Beckett dizia «Ever failed. No matter. Try again. Fail again. Fail better». Na nossa língua: «Já falhou? Não faz mal. Tente outra vez. Falhe outra vez. Falhe melhor.» E é isso que o Matias tem feito de forma soberba.

Por isso, Campeão, os meus parabéns. Espero que tenha uma carreira longa e que as vitórias cheguem. E se um dia chegarem, mesmo que seja só uma, imagino que sentirá o que os Muhammad Alis e Mike Tysons nunca sentiram, pois só quem atravessou um deserto conhece o verdadeiro sabor da água.

Espero que continue de punhos levantados, que saia sempre do balneário com coragem e determinação, que aprecie o ringue. Que aceite cada derrota com honra e orgulho.
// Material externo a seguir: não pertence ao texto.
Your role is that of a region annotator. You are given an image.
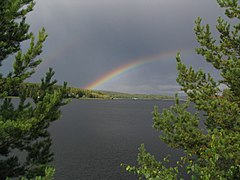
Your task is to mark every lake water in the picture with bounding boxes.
[50,100,185,180]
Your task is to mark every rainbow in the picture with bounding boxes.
[84,50,186,89]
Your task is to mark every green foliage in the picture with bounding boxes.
[125,0,240,179]
[0,0,67,179]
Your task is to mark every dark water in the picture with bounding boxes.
[50,100,184,180]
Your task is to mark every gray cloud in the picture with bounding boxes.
[14,0,225,93]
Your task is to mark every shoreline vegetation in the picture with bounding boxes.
[9,82,174,100]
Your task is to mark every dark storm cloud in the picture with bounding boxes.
[22,0,222,93]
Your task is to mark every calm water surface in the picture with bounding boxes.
[50,100,184,180]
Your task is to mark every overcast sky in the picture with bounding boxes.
[5,0,226,94]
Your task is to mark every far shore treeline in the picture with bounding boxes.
[9,82,173,100]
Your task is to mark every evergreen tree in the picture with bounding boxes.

O boxe sempre serviu de metáfora fácil para tudo e mais alguma coisa. Para mim, o seu caso lembra-me os românticos falhados, a quem o amor derrota vezes sem conta e que, apesar da dor e do desespero, e das feridas profundas no mais importante músculo do corpo, se voltam a levantar, erguem de novo os punhos e estão dispostos a apaixonar-se e a acreditar que, da próxima vez, sim, da próxima vez serão eles que terão o braço levantado, da próxima vez o amor triunfará.